Can I please get some assistance?

In life, this question has become the basis of how some organizations get built and how communities get formed; it is usually asked with the utmost sincerity. From someone more knowledgeable in the workplace coming over to seal the deal to someone giving out a personal loan, a helping hand from someone is usually a noble gesture.

The other side of the coin is rarely mentioned. In the vast majority of transactions, when that question is asked, a dependency is formed. Regardless of whether it is slight or major, one of the biggest setbacks is that it often eliminates the maximum growth of the person on the receiving end.

At the office, the workload is unevenly distributed, the overall production is decreased and the strength of the company is impacted. Each person carrying his or her load equally should be a common rule of thumb. These days the concept of twenty percent of the workforce taking care of eighty percent of the workload has taken precedence. Limits are set on the eighty percent when there should be consistent training administered throughout all stages of each employee’s career.    

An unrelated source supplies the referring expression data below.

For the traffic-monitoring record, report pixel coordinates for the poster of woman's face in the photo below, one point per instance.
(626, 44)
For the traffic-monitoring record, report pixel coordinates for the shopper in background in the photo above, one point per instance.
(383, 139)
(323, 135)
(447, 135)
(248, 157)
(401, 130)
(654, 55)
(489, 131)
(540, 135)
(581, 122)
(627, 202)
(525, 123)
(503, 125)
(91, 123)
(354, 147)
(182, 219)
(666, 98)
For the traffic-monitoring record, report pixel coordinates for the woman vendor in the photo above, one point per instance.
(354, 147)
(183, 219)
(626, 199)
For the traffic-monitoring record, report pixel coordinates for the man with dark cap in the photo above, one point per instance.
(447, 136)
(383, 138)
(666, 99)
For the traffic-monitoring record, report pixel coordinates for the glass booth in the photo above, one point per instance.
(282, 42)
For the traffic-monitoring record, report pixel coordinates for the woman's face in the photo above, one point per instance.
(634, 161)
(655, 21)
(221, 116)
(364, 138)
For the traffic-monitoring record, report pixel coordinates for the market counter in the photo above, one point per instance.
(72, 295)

Once that lowered expectation is set, the gap, in the form of help, is filled from a higher skilled employee. Help, when given on a regular basis, turns into a crutch that yields disadvantages to everyone involved:

·The person being helped stays in a comfort zone that slows their growth.

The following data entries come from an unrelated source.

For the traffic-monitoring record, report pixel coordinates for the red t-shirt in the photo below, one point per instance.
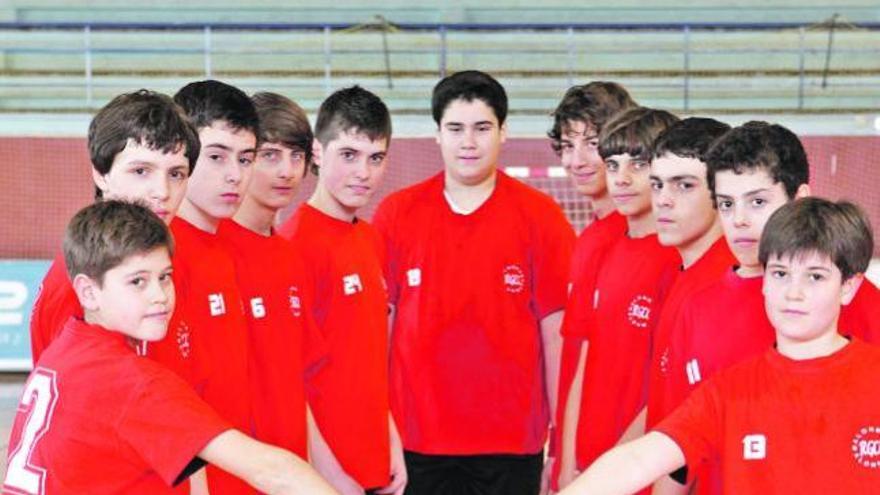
(348, 395)
(96, 418)
(664, 353)
(209, 321)
(629, 292)
(470, 292)
(585, 261)
(283, 340)
(861, 317)
(720, 326)
(56, 303)
(784, 426)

·The person helping is deterred from mastering another objective in their job description which would yield more efficiency.

·Other employees that witness it are less motivated to face their challenges by following the standard that is set.

One of the major reasons for the lack of self-reliance is instant gratification. The days of putting in continuous effort that comes with growing pains and some defeat have been covered with the band-aid of help. The character traits that are gained in the process of developing through turmoil is what this country was built on; it does take more time, but it has been proven to be worth it.

Following a role model to learn how to eventually become self-sufficient in a given task is a part of growth. The habit of limiting your potential by constantly settling for help is unacceptable. Any team that is filled with members that understand the importance of teamwork mixed with the responsibility of being self-reliant will outperform the team that is steadily distributing its weight unevenly.

To find out how self-reliant you are, here a few questions that you can ask yourself. Be completely honest:

·Do I stay focused on completing all of my tasks without the asking for the assistance of others?

·Am I usually bailed out of binds that were self-imposed by family, friends, or associates?

·Will my success be determined by what someone else does or gives to me or will I earn it myself?

·Do I feel that I have the capability of accomplishing anything that I put my mind to? If so, what is my number one goal in life?

If you notice that all of your answers revolve around what others have to do for you, you are currently not self-reliant. To become self-reliant the expectation has to be set from within. Remember, getting direction from someone that is successful in a certain task to help guide you is very healthy. The self-reliance rating scale score increases when your main goal is to follow that lead by practicing what was taught so that eventually you can perform the task completely on your own.